I wrote the following code in SML with the NJ Compiler:
fun all_answers (f, xs) =
let
fun aux(accu, xs_left) =
case xs of
[] => SOME accu
| x::xs' => case f(x) of
NONE => NONE
| SOME y => aux(accu@y, xs')
in
aux([], xs)
end
It works well for this tests:
val testAll1 = all_answers ((fn x => if x = 1 then SOME [x] else NONE), []) = SOME []
val testAll2 = all_answers ((fn x => if x = 1 then SOME [x] else NONE), [2,3,4,5,6,7]) = NONE
However, something weird happens with this test:
val testAll3 = all_answers ((fn x => if x = 1 then SOME [x] else NONE), [1]) = SOME [1]
After running the program, the terminal goes on forever.
I defined the tail recursion and used the pattern-match with xs' to reach the tail.
Moreover, I defined the base case to end the recursion so that if xs is [] then the auxiliary function returns SOME accumulator
Can anybody help me?
Thanks in advance.
As @kopecs pointed out, this is caused by case xs of when you want case xs_left of.
Here is a cleaned up (whitespace, naming) version of your function:
fun all_answers (f, ys) =
let
fun aux (accu, xs) =
case xs of
[] => SOME accu
| x::xs' => case f x of
NONE => NONE
| SOME y => aux (accu@y, xs)
in
aux ([], ys)
end
There are at least two things you could do to simplify the way this function is made. (1) Perform the case xs of inside the function pattern rather than in a nested case-of. (2) Remove the inner aux function and simply do the recursion in the outer function, at the expense of some tail-recursion
The first simplification might look like:
fun all_answers2 (f, ys) =
let
fun aux (accu, []) = SOME accu
| aux (accu, x::xs) =
case f x of
NONE => NONE
| SOME y => aux (accu@y, xs)
in
aux ([], ys)
end
And the second might look like:
fun all_answers' (f, []) = SOME []
| all_answers' (f, x::xs) =
case f x of
NONE => NONE
| SOME ys => case all_answers' (f, xs) of
NONE => NONE
| SOME result => SOME (ys @ result)
This shows a pattern: Whenever you have
case f x of
NONE => NONE
| SOME y => case g y of
NONE => NONE
| SOME z => ...
then you have a programming pattern that could be abstracted out with a function.

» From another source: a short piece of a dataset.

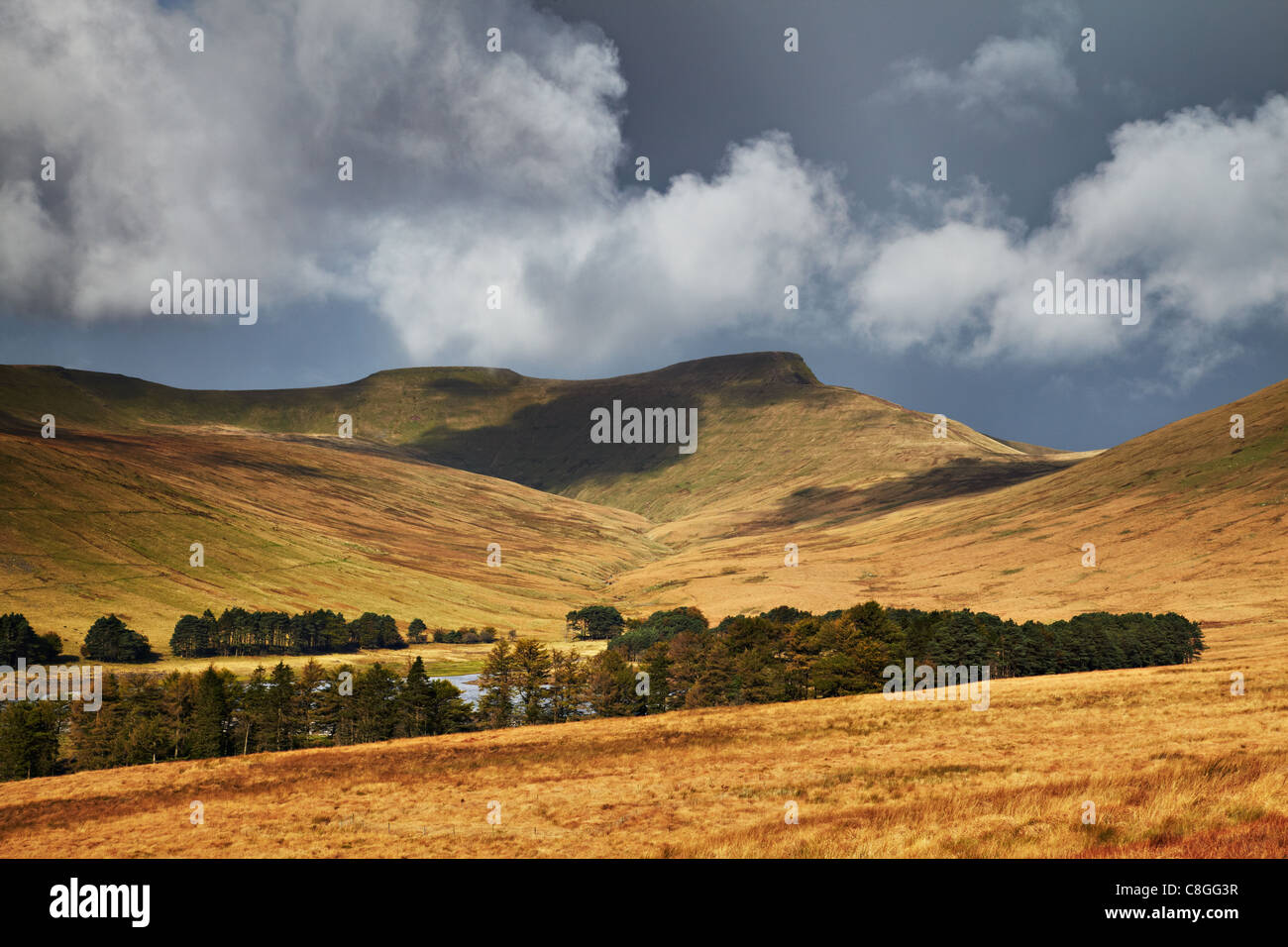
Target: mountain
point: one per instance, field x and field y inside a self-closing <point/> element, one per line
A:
<point x="445" y="462"/>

There is already a standard library function that is made for this called Option.map, so you could write:
fun all_answers3 (f, ys) =
let
fun aux (accu, []) = SOME accu
| aux (accu, x::xs) =
Option.map (fn y => aux (accu@y, xs))
(f x)
in
aux ([], ys)
end
Try and play around with this function in the REPL:
- Option.map (fn y => y + 2) NONE;
> val it = NONE : int option
- Option.map (fn y => y + 2) (SOME 2);
> val it = SOME 4 : int option
Taking this in another direction, rather than an inner function:
(* Alternative to Option.map: *)
fun for NONE _ = NONE
| for (SOME x) f = f x
(* Equivalent to Option.mapPartial with "flipped" arguments: *)
fun for opt f = Option.mapPartial f opt
fun all_answers'' (f, []) = SOME []
| all_answers'' (f, x::xs) =
for (f x) (fn ys =>
for (all_answers'' (f, xs)) (fn result =>
SOME (ys @ result)))
This style is more Haskell-like because it follows a monadic design pattern.